January 24, 2015 at 3:24 pm
By Carleton News

Joel Weisberg, the Herman and Gertrude Mosier Stark Professor of Physics and Astronomy and the Natural Sciences, is part of a team that calculated the mass of a neutron star and its binary companion, using Einstein’s General Theory of Relativity, and recently published the findings in The Astrophysical Journal. Weisberg was included in the team due to his expertise in binary pulsars, which he has intensively studied for more than 35 years.

The team measured the space-time warp caused by the grav- ity of the pair of stars and determined their masses -- just before the pulsar member disappeared. “These two stars each weigh more than the Sun, but are still over 100 times closer together than the Earth is to the Sun,” notes co-author Ingrid Stairs, professor of physics and astronomy at The University of British Columbia, Canada.

“Our result is important because weighing stars while they freely float through space is exceedingly difficult,” said Joeri van Leeuwen, an astrophysicist at ASTRON, The Netherlands Institute for Radio Astronomy, and University of Amsterdam, The Netherlands, who led the study. “That is a problem because such mass measurements are required for precisely understanding gravity, the force that is intimately linked to the behavior of space and time on all scales in our Universe.”

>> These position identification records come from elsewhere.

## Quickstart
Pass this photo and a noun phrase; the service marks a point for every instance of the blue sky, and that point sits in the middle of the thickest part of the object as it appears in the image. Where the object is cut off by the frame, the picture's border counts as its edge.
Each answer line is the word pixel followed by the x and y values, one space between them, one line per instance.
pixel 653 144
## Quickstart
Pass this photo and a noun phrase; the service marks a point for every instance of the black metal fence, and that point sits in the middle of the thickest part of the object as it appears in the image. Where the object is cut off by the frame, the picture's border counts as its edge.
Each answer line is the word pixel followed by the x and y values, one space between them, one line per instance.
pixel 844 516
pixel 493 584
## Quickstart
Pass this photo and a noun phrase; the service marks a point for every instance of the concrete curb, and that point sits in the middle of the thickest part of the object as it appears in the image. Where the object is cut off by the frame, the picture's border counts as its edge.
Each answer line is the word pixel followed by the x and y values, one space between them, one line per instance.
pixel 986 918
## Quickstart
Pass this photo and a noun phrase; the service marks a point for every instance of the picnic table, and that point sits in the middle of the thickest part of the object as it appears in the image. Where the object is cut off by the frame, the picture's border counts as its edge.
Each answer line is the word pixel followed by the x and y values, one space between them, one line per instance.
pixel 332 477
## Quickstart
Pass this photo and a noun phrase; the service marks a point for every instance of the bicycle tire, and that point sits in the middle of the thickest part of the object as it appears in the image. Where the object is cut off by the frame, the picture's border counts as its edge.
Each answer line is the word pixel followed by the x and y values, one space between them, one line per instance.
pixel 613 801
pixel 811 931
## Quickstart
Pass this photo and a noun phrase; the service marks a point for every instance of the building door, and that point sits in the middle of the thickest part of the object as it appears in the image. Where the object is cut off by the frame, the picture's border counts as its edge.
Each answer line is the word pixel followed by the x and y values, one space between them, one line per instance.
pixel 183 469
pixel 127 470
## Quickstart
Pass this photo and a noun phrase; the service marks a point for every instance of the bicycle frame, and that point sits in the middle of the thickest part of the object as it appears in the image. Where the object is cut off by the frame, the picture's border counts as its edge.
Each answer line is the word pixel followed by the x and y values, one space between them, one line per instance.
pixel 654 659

The resulting extreme gravity causes many remarkable effects, said Stairs.

The pulsar was discovered in 2004 with the Arecibo Observatory, the world’s most sensitive radio telescope due to its large, 305-meter dish.

Weisberg has taken numerous Carleton students to observe pulsars with this telescope, including Yuping Huang ’17 and Carolyn Raithel ’15 in December.

From that moment on, the team monitored the pulsar almost daily with the five largest radio telescopes on Earth.

For more than five years the campaign kept exact score of all rotations of the pulsar -- an astounding one billion in total.

Each few-minute chunk of these data enabled the team to measure the pulse times of arrival with a precision of less than 50 millionths of a second, until the pulsar started to fade away due to geodetic precession.